Al parece que nos hemos vuelto temerosos de la tristeza. Se ha puesto tanto énfasis en la felicidad, en el pensamiento positivo y en la autoestima, que corremos riesgo de olvidar que para ser personas plenas necesitamos aprender a sobrellevar también los momentos difíciles.
Sabemos que las emociones “positivas” son más disfrutables y las aceptamos sin reparos, pero es absolutamente normal sentirnos invadidos de vez en cuando por el pesar, o agobiados de angustia, duda o desilusión. Todas estas emociones tienen algo que enseñarnos acerca de nosotros mismos, y sin ellas jamás sabríamos lo que es la felicidad.
Sin embargo, no todos tenemos el mismo concepto de “felicidad”, así que empecemos por el principio.
El filósofo griego Aristóteles enseñaba que la vida ideal era buscar la eudaimonía, palabra que suele traducirse como “felicidad”. Pero no se refería a una vida de placeres sensoriales, ni tampoco a una existencia desligada de la realidad por la falsa creencia de que las cosas son (o deberían ser) mejores de lo que son realmente. Su concepto de felicidad se acerca mucho más a la idea de “plenitud” que a ese sentimiento a menudo autocomplaciente y basado en el placer que llamamos “felicidad”. Para Aristóteles, la eudaimonía significaba vivir en concordancia con la razón; satisfacer nuestro sentido de propósito; cumplir con nuestro deber cívico; cultivar la virtud; estar totalmente comprometidos con el mundo y, sobre todo, experimentar la riqueza del amor y la amistad humanas.
¿“La riqueza del amor y la amistad humanas”? Todo el mundo sabe que eso no es ningún lecho de rosas. Las relaciones personales pueden ofrecernos las satisfacciones más profundas y hacer una aporte enorme a nuestro sentido de plenitud, pero, en esencia, son desordenadas, impredecibles y, muy a menudo, nuestra mayor fuente de decepción, angustia y tristeza. Justo por eso es que tienen mucho que enseñarnos.
Cuando nos sentimos tristes o desanimados, llegamos a pensar que la vida es cruel o injusta, así que es fácil entender por qué, en esos momentos, la felicidad nos parece la mejor meta de vida o el estado “natural” por alcanzar. Sin embargo, eso pasaría por alto una importante verdad sobre la experiencia humana: la tristeza es una emoción tan auténtica como la felicidad. Los momentos de dicha y alegría, y también la sensación más profunda de bienestar que a veces nos envuelve, sólo tienen sentido porque representan un agudo contraste con nuestras experiencias de decepción, sufrimiento y tristeza, o incluso con esos momentos en que nos sentimos atrapados en una tediosa rutina.

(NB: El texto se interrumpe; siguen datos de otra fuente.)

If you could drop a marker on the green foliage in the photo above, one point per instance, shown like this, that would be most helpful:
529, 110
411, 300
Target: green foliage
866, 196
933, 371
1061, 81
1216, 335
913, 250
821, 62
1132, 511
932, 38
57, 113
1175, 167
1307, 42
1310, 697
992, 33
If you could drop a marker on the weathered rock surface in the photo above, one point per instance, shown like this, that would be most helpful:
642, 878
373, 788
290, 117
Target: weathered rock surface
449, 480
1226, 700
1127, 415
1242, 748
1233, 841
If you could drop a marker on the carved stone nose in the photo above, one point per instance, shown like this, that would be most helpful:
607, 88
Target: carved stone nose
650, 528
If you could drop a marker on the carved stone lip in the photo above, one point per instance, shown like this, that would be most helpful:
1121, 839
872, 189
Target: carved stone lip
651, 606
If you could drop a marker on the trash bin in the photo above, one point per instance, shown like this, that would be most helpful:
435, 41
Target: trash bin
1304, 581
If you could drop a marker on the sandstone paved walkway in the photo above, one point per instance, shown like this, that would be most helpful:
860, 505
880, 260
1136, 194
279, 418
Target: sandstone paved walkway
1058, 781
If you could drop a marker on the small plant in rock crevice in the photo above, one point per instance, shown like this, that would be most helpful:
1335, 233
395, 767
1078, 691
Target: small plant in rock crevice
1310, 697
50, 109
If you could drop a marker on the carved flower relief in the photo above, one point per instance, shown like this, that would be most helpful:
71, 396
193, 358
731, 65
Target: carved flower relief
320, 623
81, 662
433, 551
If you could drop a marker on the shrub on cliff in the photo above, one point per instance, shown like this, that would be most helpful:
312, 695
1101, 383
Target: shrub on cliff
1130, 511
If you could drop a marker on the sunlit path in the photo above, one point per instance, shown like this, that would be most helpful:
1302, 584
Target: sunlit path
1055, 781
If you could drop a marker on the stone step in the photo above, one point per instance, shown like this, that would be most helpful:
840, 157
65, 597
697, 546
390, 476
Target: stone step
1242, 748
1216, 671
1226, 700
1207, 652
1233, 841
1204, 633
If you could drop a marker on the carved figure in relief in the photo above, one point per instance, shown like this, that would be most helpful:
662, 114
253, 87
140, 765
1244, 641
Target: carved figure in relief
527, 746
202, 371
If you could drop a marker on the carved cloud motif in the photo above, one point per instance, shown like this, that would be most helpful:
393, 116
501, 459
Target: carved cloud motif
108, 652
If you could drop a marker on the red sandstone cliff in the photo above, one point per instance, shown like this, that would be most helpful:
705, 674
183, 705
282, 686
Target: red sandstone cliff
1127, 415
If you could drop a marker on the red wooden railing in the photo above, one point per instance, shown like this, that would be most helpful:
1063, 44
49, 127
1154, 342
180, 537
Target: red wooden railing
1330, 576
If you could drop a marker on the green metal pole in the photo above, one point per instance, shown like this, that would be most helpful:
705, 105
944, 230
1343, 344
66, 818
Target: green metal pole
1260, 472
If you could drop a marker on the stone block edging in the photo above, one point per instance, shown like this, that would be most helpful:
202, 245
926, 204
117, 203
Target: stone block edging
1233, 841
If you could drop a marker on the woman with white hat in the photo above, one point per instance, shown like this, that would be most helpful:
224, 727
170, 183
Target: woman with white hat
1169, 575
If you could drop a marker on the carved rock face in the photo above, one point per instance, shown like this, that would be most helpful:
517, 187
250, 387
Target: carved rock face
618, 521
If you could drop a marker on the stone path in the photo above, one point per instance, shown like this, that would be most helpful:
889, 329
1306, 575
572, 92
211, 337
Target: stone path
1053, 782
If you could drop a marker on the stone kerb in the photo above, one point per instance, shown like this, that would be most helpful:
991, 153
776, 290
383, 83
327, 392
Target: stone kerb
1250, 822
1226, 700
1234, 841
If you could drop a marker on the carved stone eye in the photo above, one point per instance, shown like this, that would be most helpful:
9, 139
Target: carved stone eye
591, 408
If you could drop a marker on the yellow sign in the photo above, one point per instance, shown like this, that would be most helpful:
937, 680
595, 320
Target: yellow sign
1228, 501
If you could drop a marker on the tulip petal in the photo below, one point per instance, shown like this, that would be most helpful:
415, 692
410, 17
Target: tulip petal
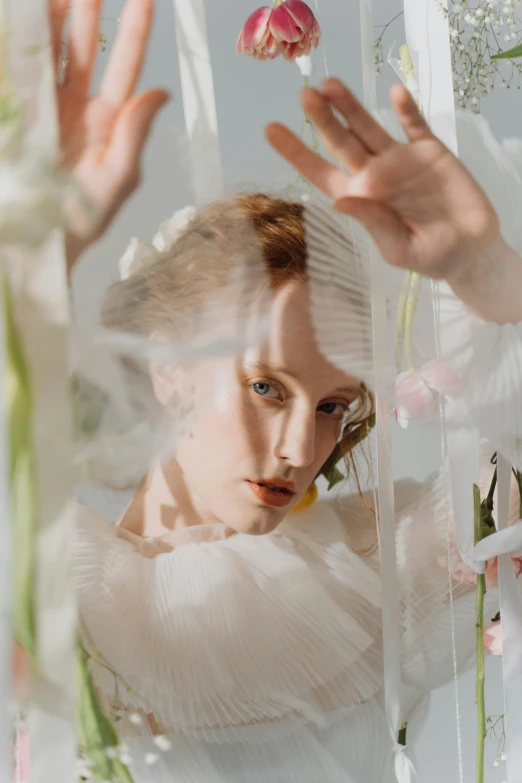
255, 33
441, 377
412, 393
493, 638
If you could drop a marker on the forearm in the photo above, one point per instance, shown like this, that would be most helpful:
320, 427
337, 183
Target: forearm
492, 285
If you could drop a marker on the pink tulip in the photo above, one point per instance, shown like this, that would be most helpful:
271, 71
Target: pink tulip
295, 28
493, 638
21, 755
467, 576
417, 393
291, 29
256, 38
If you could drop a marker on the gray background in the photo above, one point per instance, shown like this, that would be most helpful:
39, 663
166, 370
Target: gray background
249, 94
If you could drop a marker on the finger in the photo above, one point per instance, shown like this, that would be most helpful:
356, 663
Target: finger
388, 232
410, 117
337, 138
83, 43
57, 11
128, 52
131, 131
316, 169
361, 122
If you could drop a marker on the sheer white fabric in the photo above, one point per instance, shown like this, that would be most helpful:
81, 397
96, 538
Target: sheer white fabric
260, 657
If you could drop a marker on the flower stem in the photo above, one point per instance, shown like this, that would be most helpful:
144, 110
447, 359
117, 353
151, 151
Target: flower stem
479, 635
409, 299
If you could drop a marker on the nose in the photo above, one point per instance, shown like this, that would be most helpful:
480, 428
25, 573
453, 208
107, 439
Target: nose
296, 442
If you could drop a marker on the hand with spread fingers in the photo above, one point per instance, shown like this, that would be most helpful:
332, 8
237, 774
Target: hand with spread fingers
422, 207
103, 136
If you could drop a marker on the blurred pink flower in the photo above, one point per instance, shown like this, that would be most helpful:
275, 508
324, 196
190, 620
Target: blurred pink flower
256, 38
295, 28
21, 755
291, 29
417, 392
467, 576
493, 638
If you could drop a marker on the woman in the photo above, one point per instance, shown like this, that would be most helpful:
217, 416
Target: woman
244, 637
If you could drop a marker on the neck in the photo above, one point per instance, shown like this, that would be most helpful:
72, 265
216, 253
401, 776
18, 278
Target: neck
161, 504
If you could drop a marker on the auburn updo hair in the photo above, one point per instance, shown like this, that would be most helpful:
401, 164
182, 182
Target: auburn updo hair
200, 261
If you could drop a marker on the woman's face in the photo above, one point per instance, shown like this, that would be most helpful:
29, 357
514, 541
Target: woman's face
263, 423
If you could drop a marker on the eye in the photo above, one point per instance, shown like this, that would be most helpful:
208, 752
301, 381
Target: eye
337, 409
263, 389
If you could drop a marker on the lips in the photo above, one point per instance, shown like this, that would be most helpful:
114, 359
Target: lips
273, 492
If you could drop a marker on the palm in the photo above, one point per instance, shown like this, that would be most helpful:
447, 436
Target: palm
102, 137
422, 207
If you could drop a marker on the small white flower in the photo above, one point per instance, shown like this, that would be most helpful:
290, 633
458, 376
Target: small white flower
162, 742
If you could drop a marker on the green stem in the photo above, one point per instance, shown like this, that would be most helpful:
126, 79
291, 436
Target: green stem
479, 636
409, 300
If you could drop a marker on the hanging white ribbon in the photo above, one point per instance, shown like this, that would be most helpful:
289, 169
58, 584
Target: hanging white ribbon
40, 299
427, 32
404, 770
199, 103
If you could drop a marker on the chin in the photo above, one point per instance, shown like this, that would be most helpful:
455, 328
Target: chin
258, 524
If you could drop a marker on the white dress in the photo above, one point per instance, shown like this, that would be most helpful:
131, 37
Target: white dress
260, 657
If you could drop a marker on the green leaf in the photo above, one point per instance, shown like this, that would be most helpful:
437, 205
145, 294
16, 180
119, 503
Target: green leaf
509, 54
95, 731
22, 481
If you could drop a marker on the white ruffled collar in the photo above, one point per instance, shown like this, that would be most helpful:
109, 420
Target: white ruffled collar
215, 634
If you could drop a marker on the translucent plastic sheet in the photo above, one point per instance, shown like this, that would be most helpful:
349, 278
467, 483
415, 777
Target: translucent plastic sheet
230, 637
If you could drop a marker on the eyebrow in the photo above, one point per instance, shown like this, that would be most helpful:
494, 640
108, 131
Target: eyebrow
271, 368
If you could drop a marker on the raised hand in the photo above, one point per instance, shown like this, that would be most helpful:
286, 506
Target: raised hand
422, 207
103, 136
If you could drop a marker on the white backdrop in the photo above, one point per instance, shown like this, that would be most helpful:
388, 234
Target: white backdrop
250, 93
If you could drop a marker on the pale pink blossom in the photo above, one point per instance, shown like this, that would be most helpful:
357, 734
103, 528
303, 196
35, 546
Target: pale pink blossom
417, 393
467, 576
493, 638
291, 30
21, 755
256, 38
295, 28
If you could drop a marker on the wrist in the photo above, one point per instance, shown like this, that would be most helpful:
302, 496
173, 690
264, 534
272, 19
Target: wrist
490, 284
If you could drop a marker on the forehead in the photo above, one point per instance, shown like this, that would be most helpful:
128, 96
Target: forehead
291, 341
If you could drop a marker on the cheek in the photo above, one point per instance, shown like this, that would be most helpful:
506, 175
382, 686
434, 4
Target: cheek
222, 424
327, 437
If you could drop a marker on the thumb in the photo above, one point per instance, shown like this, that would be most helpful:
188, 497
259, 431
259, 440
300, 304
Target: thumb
132, 129
387, 230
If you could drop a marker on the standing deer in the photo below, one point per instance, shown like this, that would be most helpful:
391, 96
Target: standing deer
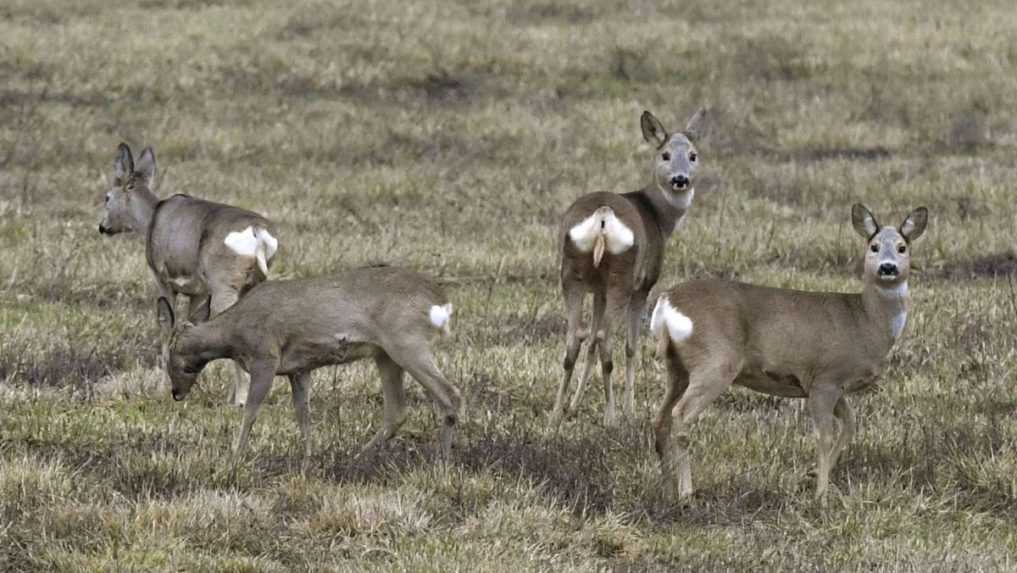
207, 251
820, 346
292, 328
612, 245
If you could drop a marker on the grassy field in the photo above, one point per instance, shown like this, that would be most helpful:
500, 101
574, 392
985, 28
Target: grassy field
449, 136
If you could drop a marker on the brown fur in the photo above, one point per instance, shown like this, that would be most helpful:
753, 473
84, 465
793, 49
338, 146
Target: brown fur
184, 242
815, 345
292, 328
620, 282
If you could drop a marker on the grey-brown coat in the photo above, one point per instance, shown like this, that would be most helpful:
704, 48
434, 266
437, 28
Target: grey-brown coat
819, 346
612, 245
291, 328
207, 251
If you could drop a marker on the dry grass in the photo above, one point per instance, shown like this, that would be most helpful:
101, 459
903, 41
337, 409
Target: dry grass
449, 136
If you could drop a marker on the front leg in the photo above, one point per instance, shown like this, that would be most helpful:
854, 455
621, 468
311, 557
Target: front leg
223, 298
299, 384
262, 373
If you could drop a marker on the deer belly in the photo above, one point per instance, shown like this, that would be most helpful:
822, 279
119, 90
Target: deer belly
772, 383
334, 351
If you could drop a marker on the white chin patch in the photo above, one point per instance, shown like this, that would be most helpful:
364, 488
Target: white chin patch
243, 242
681, 199
897, 325
618, 237
440, 316
679, 327
897, 291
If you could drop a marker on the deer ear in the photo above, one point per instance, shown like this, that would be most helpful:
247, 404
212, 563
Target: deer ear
146, 166
165, 313
695, 125
123, 165
914, 224
653, 130
863, 221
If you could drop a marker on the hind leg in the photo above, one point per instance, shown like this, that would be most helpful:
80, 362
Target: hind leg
395, 401
419, 361
574, 339
634, 317
599, 302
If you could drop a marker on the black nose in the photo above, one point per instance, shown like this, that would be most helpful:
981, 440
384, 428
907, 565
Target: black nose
679, 181
888, 270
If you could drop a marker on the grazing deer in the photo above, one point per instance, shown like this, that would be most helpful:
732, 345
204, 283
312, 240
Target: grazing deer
613, 245
291, 328
820, 346
207, 251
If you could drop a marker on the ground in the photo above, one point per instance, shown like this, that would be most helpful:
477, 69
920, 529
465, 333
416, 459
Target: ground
449, 136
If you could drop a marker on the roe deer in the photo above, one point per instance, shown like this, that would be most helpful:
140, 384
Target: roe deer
207, 251
820, 346
613, 245
291, 328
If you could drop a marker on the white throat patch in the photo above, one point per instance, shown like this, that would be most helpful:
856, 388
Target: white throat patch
683, 202
679, 327
603, 222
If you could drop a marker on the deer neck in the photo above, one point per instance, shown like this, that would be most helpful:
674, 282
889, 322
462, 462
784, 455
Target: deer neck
142, 208
887, 307
667, 209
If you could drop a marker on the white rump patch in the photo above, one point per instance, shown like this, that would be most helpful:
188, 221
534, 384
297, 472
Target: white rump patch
440, 316
679, 327
253, 242
603, 222
243, 242
271, 243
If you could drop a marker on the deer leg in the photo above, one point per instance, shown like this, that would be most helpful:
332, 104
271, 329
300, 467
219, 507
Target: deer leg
198, 308
634, 317
705, 384
822, 402
574, 311
677, 382
299, 385
843, 412
221, 300
599, 302
261, 376
617, 301
420, 363
395, 401
165, 330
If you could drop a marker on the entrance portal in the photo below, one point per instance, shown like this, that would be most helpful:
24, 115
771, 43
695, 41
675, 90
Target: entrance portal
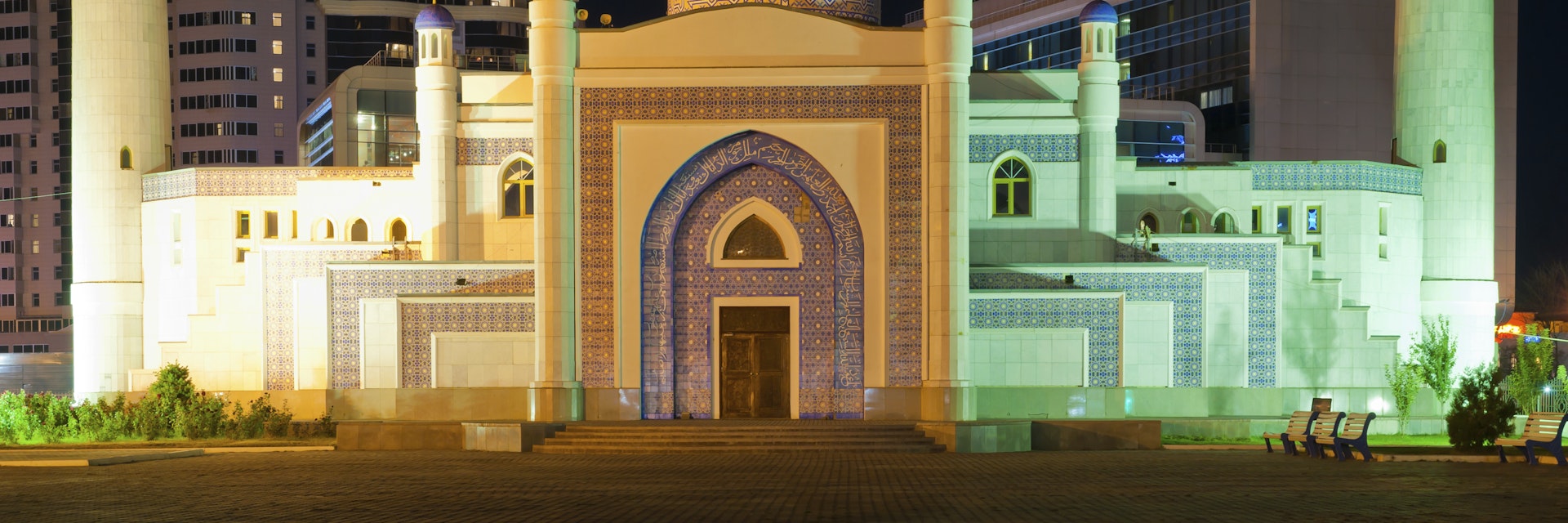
753, 362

Cuando oigo a los padres de familia decir “Sólo quiero que mis hijos sean felices”, siempre me siento tentado a preguntarles:
“¿Eso es todo lo que desean para ellos? ¿En verdad quieren que estén tan privados de emociones? ¿No les gustaría que aprendieran a sobrellevar la desilusión, el fracaso e incluso la injusticia?”
Existe el peligro real de que empeoremos las cosas si ponemos demasiado énfasis en “el pensamiento positivo”, y no el suficiente en vivir con valentía, bondad e incluso con nobleza ante todos estos cambios. Me temo que hasta el concepto de “felicidad” está adquiriendo un significado nuevo como consecuencia de nuestra obsesión por el control: tendemos a considerar la dicha como una señal de que tenemos todo “controlado”, lo cual implica que la tristeza indicaría lo contrario, como si pudiéramos elegir estar felices o tristes.
Pensar positivamente es mejor que pensar negativamente. Sin embargo, pensar en forma realista es algo todavía más deseable, y ser realista significa comprender que la riqueza de la vida radica en una interacción constante entre luces y sombras.
“¡Arriba!”, nos decimos unos a otros, pero, ¿para qué intentar producir un estado emocional positivo en alguien que está pasando por una adversidad, una pérdida o una desilusión? En esto estoy de acuerdo con Marcel Proust, quien dijo: “Sanamos de un sufrimiento sólo al experimentarlo en su totalidad”.
Muchas personas aseguran que su mayor crecimiento y desarrollo como seres humanos han provenido del dolor y del pesar, no del placer. Así que, cuando necesitamos sentirnos tristes, es un error tratar de apresurar el proceso de sobrellevar nuestro sufrimiento, decepción o pena. La felicidad por lo general nos llega en momentos súbitos y fugaces; en cambio, asimilar nuestras emociones más sombrías nos lleva tiempo.